Thursday, October 22, 2020

September 1939: Phony War

After the German invasion of Poland, on 1 September 1939, the Allies did nothing. Britain and France both declared war on Germany on 3 September, but did not conduct any offensive operations on the Western Front. British and French forces, including aircraft, remained on their side of the frontier and did not meaningfully engage Germany until the German invasion of France and the Low Countries in May 1940.

Poland had made two assumptions going into the Second World War: that Poland could beat Germany and that France and Britain would invade Germany to capture the Rhineland, thus ending the war. Both of these assumptions proved incorrect. As Polish forces were outmaneuvered by German tanks and under fire from German airplanes, it was clear that defeat could only be avoided by British and French intervention. At this point, the Siegfried Line was still weak and Hitler’s invasion plans left it stripped of defenders, so any Allied offensive would have succeeded.

Neither Britain, France, nor Germany actually wanted to fight the war as it existed. Britain and France had both sought to avoid war with Germany and Chamberlain had believed his threats regarding Poland would be enough to deter war. But now Britain and France were committed to war. For his part, Hitler didn’t want to be at war with Britain and avoided attacks on Britain in hopes that they would end hostilities, allowing him to fight a war against France alone. Additionally, with the ongoing war in Poland, Germany was not in a position to attack Britain or France.

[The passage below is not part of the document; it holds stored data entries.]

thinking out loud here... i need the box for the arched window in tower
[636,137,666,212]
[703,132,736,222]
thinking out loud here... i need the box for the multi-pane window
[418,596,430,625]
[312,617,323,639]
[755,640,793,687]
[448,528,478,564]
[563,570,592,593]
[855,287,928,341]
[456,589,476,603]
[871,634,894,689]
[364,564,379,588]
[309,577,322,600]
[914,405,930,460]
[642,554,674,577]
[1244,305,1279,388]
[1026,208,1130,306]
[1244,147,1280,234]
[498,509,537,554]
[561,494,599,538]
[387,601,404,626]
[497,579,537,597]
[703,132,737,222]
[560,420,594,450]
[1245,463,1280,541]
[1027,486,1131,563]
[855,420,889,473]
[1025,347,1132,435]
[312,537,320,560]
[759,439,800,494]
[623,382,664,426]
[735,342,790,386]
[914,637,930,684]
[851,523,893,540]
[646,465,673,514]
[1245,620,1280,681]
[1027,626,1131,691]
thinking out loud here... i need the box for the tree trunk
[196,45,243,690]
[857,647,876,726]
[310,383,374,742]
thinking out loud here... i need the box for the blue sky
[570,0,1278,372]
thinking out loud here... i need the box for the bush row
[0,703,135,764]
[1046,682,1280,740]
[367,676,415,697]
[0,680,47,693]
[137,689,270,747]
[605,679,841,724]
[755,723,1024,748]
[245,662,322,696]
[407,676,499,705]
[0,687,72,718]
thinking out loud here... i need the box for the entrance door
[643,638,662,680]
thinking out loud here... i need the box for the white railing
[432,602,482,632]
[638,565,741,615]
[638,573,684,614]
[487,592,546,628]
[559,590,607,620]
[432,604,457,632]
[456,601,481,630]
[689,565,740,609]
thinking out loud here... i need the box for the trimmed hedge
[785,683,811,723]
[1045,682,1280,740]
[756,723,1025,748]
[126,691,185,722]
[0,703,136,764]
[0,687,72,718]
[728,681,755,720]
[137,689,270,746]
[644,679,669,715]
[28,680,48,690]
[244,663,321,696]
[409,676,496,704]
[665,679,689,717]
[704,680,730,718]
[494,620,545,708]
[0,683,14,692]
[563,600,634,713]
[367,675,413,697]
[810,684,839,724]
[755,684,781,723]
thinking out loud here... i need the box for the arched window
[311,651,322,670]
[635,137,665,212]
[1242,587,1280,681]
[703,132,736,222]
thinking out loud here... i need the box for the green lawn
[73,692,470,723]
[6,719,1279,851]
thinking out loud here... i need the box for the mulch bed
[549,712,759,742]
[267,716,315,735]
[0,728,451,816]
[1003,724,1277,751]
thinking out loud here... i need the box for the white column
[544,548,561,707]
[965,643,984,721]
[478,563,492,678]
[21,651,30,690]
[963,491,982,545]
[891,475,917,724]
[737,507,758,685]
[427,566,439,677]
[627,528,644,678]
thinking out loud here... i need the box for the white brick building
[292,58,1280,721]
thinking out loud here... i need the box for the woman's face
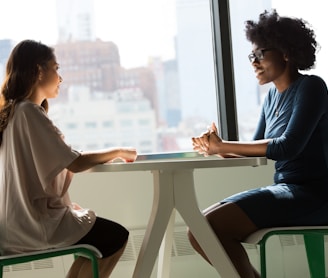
[38,58,62,99]
[249,44,287,87]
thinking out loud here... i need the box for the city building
[56,0,95,42]
[0,39,15,78]
[54,40,121,97]
[49,85,157,153]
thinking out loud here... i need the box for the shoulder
[12,101,58,135]
[14,101,48,122]
[16,101,46,115]
[13,101,64,141]
[299,74,327,90]
[294,75,328,108]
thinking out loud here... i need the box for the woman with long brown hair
[0,40,137,278]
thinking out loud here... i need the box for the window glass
[230,0,327,140]
[0,0,218,154]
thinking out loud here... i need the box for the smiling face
[250,44,289,89]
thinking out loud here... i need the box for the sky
[0,0,176,68]
[0,0,326,73]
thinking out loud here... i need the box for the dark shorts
[73,217,129,258]
[221,183,328,228]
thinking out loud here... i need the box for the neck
[274,70,300,93]
[27,89,45,106]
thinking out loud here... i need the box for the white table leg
[173,169,240,278]
[132,170,175,278]
[157,209,176,278]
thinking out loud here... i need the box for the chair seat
[0,244,102,260]
[243,226,328,278]
[244,225,328,244]
[0,244,102,278]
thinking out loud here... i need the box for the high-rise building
[0,39,15,79]
[54,40,159,116]
[175,0,217,122]
[50,86,157,153]
[55,40,121,97]
[56,0,95,42]
[148,57,181,127]
[0,39,14,64]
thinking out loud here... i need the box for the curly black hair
[245,9,318,70]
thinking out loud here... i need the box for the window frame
[210,0,239,141]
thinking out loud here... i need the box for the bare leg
[66,241,127,278]
[188,202,260,278]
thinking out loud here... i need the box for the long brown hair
[0,40,55,145]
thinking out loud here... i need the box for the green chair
[244,226,328,278]
[0,244,102,278]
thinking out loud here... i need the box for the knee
[187,228,199,249]
[187,228,193,241]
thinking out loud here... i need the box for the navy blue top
[253,74,328,186]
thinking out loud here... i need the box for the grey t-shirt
[0,100,96,255]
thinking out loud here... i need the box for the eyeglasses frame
[248,48,275,63]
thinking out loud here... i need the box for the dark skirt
[221,183,328,228]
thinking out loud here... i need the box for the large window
[1,0,327,153]
[0,0,218,154]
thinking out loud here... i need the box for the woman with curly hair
[0,40,137,277]
[189,10,328,277]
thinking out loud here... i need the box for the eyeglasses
[248,48,274,63]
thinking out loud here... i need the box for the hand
[192,131,210,155]
[71,202,83,210]
[204,123,243,158]
[118,148,138,163]
[207,123,223,155]
[192,122,221,156]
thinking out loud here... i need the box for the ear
[37,65,43,81]
[283,53,289,62]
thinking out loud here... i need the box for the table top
[88,152,267,173]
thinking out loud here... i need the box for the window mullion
[210,0,238,141]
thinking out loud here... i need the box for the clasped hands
[192,122,222,157]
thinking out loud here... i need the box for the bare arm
[210,138,270,157]
[67,147,137,173]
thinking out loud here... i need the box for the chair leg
[91,256,99,278]
[304,234,325,278]
[259,241,267,278]
[74,254,99,278]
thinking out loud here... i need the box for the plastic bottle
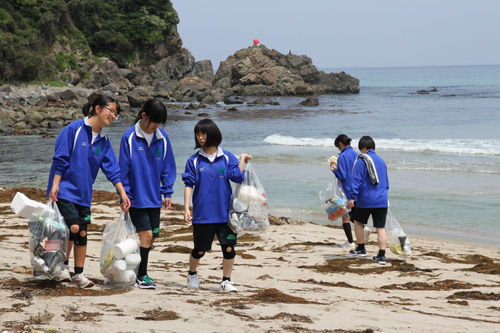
[31,256,49,273]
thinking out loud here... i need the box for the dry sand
[0,188,499,333]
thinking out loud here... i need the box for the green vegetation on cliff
[0,0,179,83]
[68,0,179,67]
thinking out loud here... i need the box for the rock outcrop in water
[214,45,360,96]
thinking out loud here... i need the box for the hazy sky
[171,0,500,71]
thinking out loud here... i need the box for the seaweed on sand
[135,307,181,321]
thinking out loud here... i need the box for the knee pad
[67,219,80,242]
[191,248,205,259]
[221,244,235,260]
[74,224,88,246]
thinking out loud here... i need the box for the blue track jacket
[46,117,121,207]
[119,121,176,208]
[350,149,389,208]
[333,146,358,200]
[182,147,245,224]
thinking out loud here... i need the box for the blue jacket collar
[341,146,353,153]
[134,120,164,140]
[198,147,225,159]
[84,116,108,139]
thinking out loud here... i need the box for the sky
[171,0,500,71]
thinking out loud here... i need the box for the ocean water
[1,65,499,245]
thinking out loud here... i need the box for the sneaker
[373,255,386,265]
[220,280,237,293]
[72,273,94,288]
[55,265,71,283]
[187,274,200,289]
[349,247,367,257]
[136,275,156,289]
[364,227,371,243]
[340,241,356,249]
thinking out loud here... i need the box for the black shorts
[129,207,161,238]
[354,207,388,228]
[56,199,91,227]
[193,223,237,251]
[348,206,357,222]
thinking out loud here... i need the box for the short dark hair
[334,134,352,148]
[194,119,222,149]
[134,99,167,124]
[82,94,120,117]
[358,136,376,150]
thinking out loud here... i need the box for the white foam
[263,135,500,157]
[376,138,499,156]
[263,134,334,148]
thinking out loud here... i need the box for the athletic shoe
[220,280,237,292]
[373,255,386,265]
[136,275,156,289]
[340,241,355,249]
[364,227,371,243]
[72,273,94,288]
[349,247,367,257]
[187,274,200,289]
[55,265,71,283]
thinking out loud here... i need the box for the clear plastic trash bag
[229,162,270,236]
[385,207,411,256]
[319,175,350,222]
[28,201,69,278]
[100,212,140,285]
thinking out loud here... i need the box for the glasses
[104,107,118,117]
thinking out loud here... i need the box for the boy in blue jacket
[48,95,131,288]
[119,99,176,289]
[348,136,389,265]
[182,119,251,292]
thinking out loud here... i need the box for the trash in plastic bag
[229,162,270,236]
[100,212,140,285]
[319,175,350,222]
[27,201,69,278]
[11,192,56,220]
[385,207,411,256]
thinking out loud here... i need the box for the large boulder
[127,88,152,107]
[81,59,133,91]
[189,60,214,82]
[214,45,359,96]
[132,48,196,86]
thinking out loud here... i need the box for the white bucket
[112,238,138,259]
[233,198,249,212]
[104,259,127,277]
[237,185,267,203]
[113,270,136,284]
[125,253,141,270]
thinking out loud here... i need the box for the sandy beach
[0,187,499,333]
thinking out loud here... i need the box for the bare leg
[64,241,74,262]
[74,245,86,268]
[222,258,234,278]
[376,227,387,250]
[189,253,201,272]
[138,230,153,248]
[354,221,364,244]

The British and French response was conditioned by their overestimation of German military strength. Britain and France believed that any war with Germany was likely to be on a scale of the First World War. This had a profound impact on their strategic thinking, as both Britain and France expected a prolonged war, lasting years, in which Poland was not a significant player. Britain and France thus based their strategy on the experience of the First World War. Believing that Germany had a massive military, they believed that any Allied offense would be doomed. Accordingly, the correct response was defensive. British and French troops should hold defensive positions and resist German attack while Britain and France completed their own rearmament programs, gathered additional allies, imposed a blockade on Germany, and raised massive armies from their colonies. Only once they were rearmed, had more allies, and had raised a huge army would the Allies attack Germany.

Fear of the German air force was particularly strong and had the most basis in fact since, although still weaker than the combined French and British air fleets in 1939, the Luftwaffe was the most advanced, experienced, and relatively largest branch of the German military. Britain and France believed that Germany had a capability to destroy their cities and industrial bases through air bombing. They did not bomb Germany factories or towns out of a fear that this would trigger retaliation that the Allies would be unable to defend against and that would cripple their war efforts.

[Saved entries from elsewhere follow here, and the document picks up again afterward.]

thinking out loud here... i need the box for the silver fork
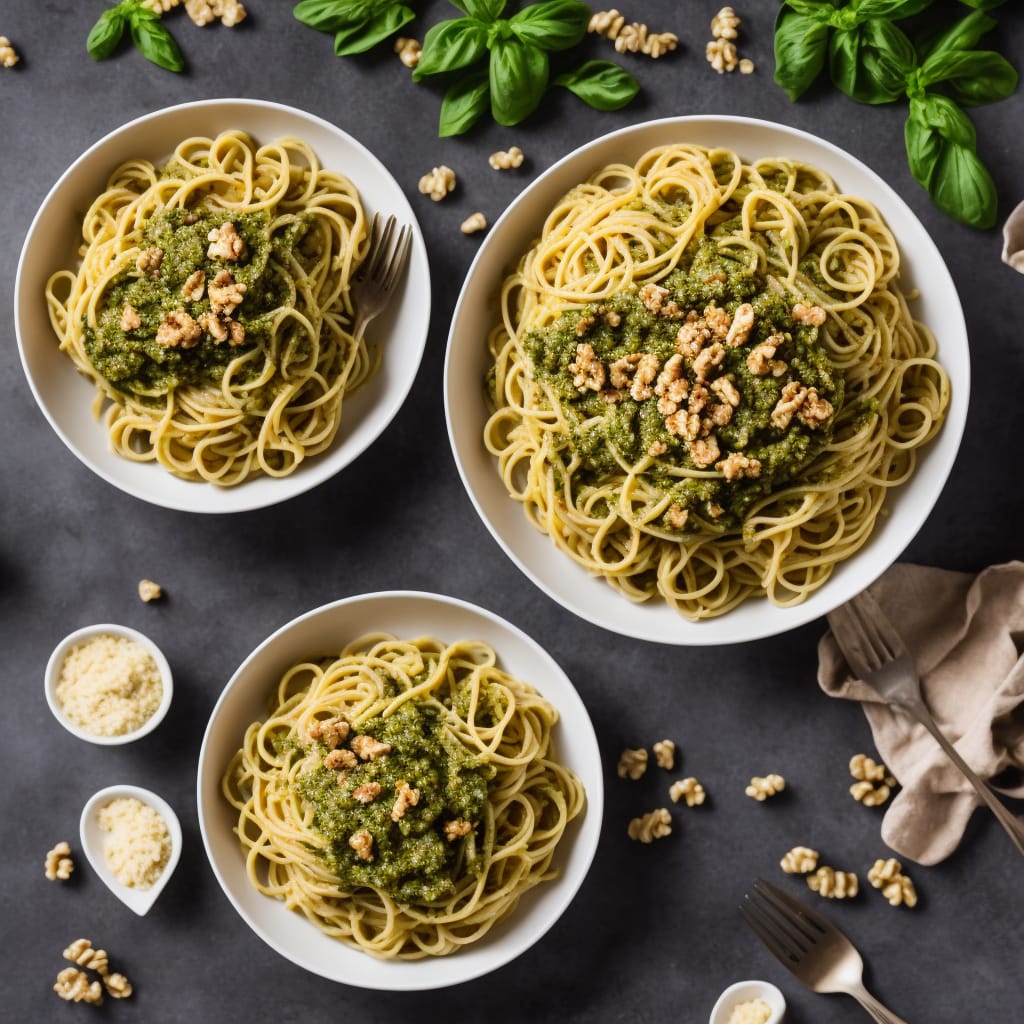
[740,879,909,1024]
[828,589,1024,857]
[349,212,412,344]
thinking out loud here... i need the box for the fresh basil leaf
[333,4,414,54]
[439,68,491,136]
[849,0,932,18]
[554,60,639,109]
[773,9,831,100]
[910,92,976,147]
[783,0,839,19]
[293,0,375,32]
[127,7,184,72]
[916,9,995,60]
[87,6,128,61]
[413,17,490,79]
[829,19,915,104]
[449,0,507,20]
[509,0,589,52]
[920,50,1017,106]
[489,37,548,125]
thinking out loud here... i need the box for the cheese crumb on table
[55,633,163,736]
[97,797,171,889]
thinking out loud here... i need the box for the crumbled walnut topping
[575,314,597,337]
[444,818,474,841]
[617,747,648,780]
[598,305,622,327]
[745,774,785,800]
[693,341,725,381]
[746,338,784,376]
[648,440,668,457]
[207,221,246,261]
[807,865,858,899]
[325,748,358,771]
[652,739,676,770]
[666,503,689,529]
[610,353,641,389]
[669,777,706,807]
[716,452,761,480]
[348,829,374,861]
[208,269,246,315]
[710,375,740,407]
[461,212,488,235]
[770,380,806,429]
[418,165,456,201]
[666,408,700,441]
[181,269,206,303]
[0,36,20,67]
[676,317,711,358]
[489,146,524,170]
[394,36,421,67]
[155,309,201,349]
[569,342,606,392]
[350,734,393,761]
[780,845,819,874]
[309,716,350,749]
[627,807,672,842]
[137,579,162,602]
[638,282,678,316]
[391,780,421,821]
[136,247,163,278]
[797,387,834,428]
[352,782,382,804]
[792,302,827,326]
[703,304,732,340]
[689,436,721,468]
[725,302,755,345]
[630,353,661,401]
[45,841,75,881]
[120,304,142,333]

As a result of their inaction, Poland was defeated by Germany. If the Allies had attacked during the war with Poland, they almost certainly would have destroyed German defenses along the Rhine and ended the war. Instead, when Britain and France did fight Germany in May 1940, they fought an army that had undivided focus and had finished looting Polish armories. The German army in 1940 was significantly stronger than it had been in 1939, having an additional 9 months of rearmament and the equipment stores of the largest army in eastern Europe.